The Koch brothers also funds The Tea Party Patriots Inc.* whose mission statement boasts their core value as free markets. The Tea Party Patriots operates as a social welfare organization organized under section 501(c)(4) of the Internal Revenue Code. Contributions to Tea Party Patriots, Inc. are not deductible as charitable contributions for income tax purposes.

* Defined by the IRS Tax Code: Social Welfare Organizations - 501(c)(4) "An organization that restricts the use of its facilities to employees of selected corporations and their guests is primarily benefiting a private group rather than the community and, therefore, does not qualify as a section 501(c)(4) organization."
If I still had a job, I'd wouldn't donate to either of these organizations. Why pay someone to lay you off?

To bring back the Middle-Class in America we only need to do three very simple things:
  1.  (A) Eliminate ALL political contributions by ALL organizations and corporations to stop influencing elections.
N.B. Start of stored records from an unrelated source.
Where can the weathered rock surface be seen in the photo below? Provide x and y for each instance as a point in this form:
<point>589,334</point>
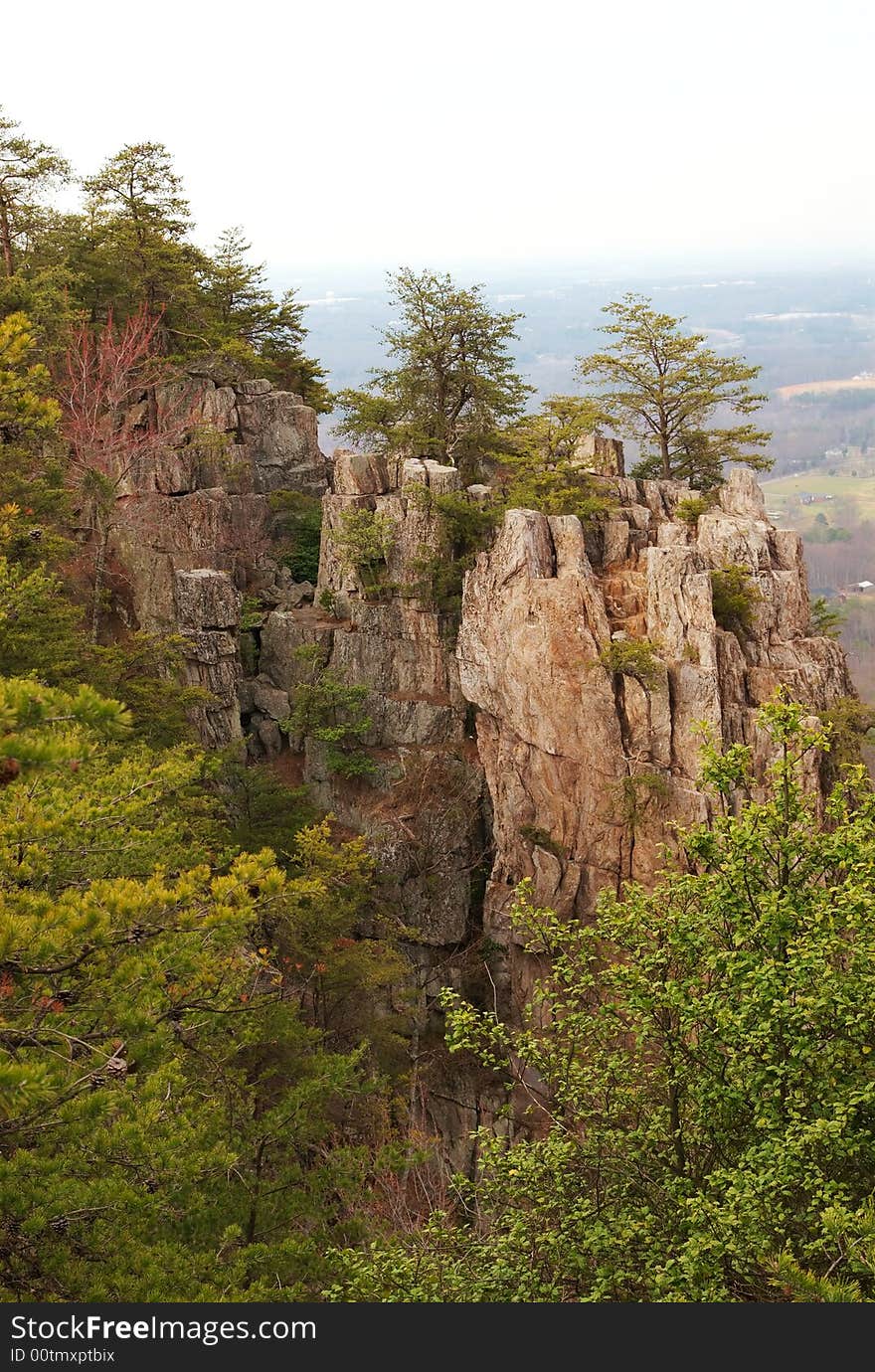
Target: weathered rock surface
<point>195,520</point>
<point>594,761</point>
<point>501,746</point>
<point>207,617</point>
Only allow one donation (up to $1,000 per one registered voter.) A law in congress MUST be passed to accomplish this, and if necessary, an amendment added to the U.S. Constitution to prohibit doing so. (B) Or have all individual federal tax returns designate $3 per person as political contributions (if they are registered voters) and divide these funds equally between the two major political parties for campaigning.
  2. Have ALL corporations and benefactors of capital gains pay the exact same tax rate on ALL GROSS EARNINGS, the same as individuals - and eliminate ALL tax loopholes with a very simple tax code.
  3. Nationalize the banks (and big oil, and the GOP "Think Tanks").